História cheia de polêmica:
1975 - Eletronorte inicia estudos
1985 - Plano prevê 40 usinas
1989 - Índios protestam
2001 - Governo edita a MP do Apagão
2010 - Ministério do Meio Ambiente libera Belo Monte

Projeto original previa alagamento de área maior
Plano propunha alagar área de 1,2 mil km quadrados, mas revisão reduziu área do reservatório para 516 km quadrados

O presidente da Empresa de Pesquisa Energética (EPE), Maurício Tolmasquim, disse que o projeto original da Usina de Belo Monte previa o alagamento de uma área de 1,2 mil quilômetros quadrados. O reservatório, porém, atingia áreas indígenas e foi reprogramado para uma área bem menor, de 516 quilômetros quadrados.
O presidente da Eletrobrás, José Antonio Muniz Lopes, porém, destacou que mesmo no caso do desenho original, com mais do que o dobro de área submersa, Belo Monte ainda produziria bem menos energia na seca, já que as mudanças drásticas de vazão são uma característica dos rios amazônicos. "No Rio Xingu não haveria lugar para fazer um reservatório que mudasse isso significativamente. E não precisa", destacou o presidente da Eletrobrás.

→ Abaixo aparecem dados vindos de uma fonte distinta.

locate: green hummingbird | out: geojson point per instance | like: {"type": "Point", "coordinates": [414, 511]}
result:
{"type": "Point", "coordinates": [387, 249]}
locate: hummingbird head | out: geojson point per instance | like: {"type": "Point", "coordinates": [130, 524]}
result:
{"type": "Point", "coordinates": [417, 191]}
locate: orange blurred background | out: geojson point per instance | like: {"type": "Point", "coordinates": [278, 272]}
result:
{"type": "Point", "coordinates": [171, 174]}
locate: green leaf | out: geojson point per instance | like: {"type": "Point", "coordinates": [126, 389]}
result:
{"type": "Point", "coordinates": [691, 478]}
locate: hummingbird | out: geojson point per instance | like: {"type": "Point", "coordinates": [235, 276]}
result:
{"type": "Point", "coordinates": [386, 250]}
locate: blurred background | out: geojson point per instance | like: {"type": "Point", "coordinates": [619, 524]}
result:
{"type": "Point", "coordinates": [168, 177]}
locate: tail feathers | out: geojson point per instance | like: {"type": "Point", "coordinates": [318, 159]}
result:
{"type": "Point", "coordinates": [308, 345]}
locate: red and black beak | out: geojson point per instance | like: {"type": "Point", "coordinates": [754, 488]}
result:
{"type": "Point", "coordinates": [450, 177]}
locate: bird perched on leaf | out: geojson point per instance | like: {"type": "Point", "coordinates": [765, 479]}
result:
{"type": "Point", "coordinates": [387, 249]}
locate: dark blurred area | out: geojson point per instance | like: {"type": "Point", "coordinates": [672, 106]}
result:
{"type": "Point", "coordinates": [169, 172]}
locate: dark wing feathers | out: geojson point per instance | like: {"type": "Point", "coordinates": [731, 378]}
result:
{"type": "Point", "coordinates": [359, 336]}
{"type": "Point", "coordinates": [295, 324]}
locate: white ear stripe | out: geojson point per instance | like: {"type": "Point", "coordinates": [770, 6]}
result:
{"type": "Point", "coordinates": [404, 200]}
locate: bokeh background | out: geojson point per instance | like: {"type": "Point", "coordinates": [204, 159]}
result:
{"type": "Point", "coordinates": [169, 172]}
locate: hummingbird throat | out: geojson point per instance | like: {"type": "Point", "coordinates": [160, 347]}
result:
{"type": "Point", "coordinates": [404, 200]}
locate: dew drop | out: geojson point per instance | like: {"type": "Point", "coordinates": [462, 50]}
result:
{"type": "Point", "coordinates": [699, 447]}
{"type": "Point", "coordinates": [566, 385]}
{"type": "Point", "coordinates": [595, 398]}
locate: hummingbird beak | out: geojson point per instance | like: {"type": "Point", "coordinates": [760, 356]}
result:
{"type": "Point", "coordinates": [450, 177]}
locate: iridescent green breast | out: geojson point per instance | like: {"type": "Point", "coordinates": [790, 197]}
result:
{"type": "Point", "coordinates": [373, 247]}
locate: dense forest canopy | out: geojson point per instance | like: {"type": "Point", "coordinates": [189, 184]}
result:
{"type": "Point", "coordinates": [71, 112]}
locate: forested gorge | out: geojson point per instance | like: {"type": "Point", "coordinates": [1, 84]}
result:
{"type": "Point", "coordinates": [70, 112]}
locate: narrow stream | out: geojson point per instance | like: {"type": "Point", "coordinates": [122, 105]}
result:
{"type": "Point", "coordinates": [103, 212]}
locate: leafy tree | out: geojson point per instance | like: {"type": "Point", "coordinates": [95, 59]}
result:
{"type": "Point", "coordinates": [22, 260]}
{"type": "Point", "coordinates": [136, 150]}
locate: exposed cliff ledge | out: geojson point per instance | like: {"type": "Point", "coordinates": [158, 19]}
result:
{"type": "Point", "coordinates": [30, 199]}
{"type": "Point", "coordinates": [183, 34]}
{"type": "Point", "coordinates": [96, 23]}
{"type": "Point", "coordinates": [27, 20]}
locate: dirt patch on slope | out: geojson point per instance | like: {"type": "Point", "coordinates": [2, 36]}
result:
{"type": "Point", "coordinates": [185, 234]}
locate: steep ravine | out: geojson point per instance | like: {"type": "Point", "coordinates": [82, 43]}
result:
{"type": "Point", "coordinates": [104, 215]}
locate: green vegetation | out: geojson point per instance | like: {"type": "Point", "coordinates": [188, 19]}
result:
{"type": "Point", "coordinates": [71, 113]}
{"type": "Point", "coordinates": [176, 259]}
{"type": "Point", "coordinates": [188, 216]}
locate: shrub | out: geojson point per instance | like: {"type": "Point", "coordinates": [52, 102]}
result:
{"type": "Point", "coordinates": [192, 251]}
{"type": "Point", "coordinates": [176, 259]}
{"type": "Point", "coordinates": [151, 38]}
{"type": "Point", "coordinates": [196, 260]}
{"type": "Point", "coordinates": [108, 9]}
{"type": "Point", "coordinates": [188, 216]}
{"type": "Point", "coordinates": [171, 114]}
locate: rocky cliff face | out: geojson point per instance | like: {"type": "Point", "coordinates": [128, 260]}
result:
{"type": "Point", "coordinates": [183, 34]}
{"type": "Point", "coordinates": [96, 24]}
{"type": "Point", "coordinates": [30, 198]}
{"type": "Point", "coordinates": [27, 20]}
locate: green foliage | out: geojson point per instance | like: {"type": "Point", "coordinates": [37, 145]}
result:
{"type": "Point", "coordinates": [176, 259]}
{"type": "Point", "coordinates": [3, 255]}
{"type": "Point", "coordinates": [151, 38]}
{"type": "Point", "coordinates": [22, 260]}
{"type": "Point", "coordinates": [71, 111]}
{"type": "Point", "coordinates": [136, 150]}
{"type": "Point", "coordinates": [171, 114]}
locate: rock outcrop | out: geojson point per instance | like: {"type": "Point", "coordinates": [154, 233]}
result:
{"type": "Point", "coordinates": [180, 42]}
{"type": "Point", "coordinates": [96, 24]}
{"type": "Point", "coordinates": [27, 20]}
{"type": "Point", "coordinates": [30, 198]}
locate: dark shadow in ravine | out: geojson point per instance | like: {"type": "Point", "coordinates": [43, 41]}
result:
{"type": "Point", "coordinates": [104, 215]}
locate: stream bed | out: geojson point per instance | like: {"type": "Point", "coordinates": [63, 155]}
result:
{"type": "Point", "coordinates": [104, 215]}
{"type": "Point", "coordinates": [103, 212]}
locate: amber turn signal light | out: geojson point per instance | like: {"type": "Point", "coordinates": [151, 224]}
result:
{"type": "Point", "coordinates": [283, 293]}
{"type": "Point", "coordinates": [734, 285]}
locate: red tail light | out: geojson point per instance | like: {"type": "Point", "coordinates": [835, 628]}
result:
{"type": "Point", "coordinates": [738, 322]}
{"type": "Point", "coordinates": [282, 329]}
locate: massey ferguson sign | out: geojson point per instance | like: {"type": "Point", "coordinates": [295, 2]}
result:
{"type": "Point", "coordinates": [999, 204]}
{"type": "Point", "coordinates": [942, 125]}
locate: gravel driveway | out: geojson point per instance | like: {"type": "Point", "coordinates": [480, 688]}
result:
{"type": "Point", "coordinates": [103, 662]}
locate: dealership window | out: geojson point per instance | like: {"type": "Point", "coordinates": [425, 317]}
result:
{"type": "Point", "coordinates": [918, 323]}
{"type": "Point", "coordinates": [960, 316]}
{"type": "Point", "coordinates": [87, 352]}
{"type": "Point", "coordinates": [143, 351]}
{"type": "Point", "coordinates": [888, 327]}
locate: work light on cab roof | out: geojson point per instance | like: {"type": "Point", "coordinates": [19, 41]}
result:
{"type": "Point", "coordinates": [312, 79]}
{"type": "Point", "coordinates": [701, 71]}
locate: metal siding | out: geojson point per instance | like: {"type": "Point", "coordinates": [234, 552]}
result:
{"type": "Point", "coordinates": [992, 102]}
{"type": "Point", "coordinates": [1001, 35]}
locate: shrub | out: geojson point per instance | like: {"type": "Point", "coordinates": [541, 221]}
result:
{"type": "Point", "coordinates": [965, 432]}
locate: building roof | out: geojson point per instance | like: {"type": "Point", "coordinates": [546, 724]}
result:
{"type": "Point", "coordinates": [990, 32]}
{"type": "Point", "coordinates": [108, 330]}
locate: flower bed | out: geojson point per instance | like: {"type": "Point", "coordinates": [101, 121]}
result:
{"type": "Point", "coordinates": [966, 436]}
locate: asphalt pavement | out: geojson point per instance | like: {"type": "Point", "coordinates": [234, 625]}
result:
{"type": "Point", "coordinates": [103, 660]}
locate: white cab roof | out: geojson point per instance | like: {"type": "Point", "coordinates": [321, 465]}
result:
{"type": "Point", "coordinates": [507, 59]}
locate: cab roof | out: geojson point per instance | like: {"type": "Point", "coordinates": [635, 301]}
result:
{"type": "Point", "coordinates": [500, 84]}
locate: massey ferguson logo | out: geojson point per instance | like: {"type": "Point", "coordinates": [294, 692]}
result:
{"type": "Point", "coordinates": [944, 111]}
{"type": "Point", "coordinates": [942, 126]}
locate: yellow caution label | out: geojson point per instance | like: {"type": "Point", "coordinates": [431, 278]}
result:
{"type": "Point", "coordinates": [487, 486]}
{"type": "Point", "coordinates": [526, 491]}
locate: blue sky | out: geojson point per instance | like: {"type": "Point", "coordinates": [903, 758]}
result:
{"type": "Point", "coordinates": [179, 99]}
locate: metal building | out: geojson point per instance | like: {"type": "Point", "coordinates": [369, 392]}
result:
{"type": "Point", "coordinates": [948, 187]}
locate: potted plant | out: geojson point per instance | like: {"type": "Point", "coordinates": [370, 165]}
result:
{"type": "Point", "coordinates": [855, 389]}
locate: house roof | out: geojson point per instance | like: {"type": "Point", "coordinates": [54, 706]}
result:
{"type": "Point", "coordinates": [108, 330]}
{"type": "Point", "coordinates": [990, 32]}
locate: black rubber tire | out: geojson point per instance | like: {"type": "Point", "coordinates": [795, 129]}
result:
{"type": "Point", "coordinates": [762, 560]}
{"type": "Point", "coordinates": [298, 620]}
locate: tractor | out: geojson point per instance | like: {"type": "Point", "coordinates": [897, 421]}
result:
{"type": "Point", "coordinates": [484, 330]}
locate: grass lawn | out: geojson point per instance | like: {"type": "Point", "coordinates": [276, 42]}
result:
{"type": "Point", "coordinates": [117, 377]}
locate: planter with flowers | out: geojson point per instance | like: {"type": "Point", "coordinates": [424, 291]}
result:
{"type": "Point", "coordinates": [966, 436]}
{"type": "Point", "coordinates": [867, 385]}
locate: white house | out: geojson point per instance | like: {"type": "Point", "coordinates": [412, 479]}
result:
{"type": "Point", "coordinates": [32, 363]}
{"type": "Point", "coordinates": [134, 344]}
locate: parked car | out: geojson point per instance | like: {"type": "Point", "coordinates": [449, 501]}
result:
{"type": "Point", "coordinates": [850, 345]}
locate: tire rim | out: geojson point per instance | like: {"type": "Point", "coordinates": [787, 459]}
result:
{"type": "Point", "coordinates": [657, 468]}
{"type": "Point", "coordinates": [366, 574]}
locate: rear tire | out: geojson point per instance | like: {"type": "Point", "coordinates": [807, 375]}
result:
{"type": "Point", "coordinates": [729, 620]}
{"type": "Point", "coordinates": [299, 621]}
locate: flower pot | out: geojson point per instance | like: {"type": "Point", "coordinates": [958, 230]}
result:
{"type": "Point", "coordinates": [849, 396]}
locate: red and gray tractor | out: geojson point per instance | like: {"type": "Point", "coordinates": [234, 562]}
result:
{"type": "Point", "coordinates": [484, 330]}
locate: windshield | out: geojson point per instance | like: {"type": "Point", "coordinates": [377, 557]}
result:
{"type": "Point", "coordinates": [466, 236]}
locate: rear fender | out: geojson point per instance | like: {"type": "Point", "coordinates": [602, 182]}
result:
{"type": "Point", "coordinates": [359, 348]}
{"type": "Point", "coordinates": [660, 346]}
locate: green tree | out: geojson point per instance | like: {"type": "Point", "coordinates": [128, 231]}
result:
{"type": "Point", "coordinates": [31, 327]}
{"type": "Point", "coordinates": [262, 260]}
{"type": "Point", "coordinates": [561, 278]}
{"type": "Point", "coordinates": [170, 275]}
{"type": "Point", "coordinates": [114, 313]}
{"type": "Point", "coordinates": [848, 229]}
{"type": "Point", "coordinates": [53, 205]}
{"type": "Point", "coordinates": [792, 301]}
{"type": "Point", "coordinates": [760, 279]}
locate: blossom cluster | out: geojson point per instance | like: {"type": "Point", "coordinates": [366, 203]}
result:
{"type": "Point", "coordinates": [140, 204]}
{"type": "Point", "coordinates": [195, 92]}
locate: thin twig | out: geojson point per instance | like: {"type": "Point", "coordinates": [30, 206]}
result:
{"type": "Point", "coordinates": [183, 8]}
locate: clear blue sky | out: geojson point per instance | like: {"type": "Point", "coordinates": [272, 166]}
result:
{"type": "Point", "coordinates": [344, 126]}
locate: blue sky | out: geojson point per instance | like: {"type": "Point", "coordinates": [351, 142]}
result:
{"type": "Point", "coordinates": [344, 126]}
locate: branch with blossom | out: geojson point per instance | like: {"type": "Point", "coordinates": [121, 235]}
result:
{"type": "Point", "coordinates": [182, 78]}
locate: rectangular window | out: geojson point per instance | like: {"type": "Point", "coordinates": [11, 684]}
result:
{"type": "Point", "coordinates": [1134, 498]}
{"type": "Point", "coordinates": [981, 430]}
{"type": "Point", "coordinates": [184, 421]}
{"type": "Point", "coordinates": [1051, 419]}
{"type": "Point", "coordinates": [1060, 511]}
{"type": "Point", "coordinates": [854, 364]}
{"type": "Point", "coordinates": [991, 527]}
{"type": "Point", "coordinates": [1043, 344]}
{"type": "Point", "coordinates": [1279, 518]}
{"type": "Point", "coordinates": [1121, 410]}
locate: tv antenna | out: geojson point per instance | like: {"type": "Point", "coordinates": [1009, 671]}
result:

Segundo o presidente da EPE, a oscilação na produção de energia tampouco vai gerar problemas no bolso dos investidores que vencerem o leilão de concessão da hidrelétrica, previsto para abril. "O vendedor (da energia de Belo Monte) tem o contrato. A receita dele é dada pelo contrato e é praticamente a mesma durante todo o ano."
Preço. O governo anunciou no início do mês o aumento em cerca de 19%, de R$ 68 para R$ 81 por megawatt/hora (MWh), do preço-teto da energia para o leilão da Belo Monte. A licitação deve ocorrer, ainda de acordo com o governo, no mês que vem.
O ministro de Minas e Energia, Edison Lobão, disse que esse é o valor que consta da revisão feita pela Empresa de Pesquisa Energética nos cálculos econômicos da usina.
Na mesma ocasião, Lobão disse ainda que também o custo total da obra foi recalculado, de R$ 16 bilhões para pouco menos de R$ 20 bilhões. / L.G.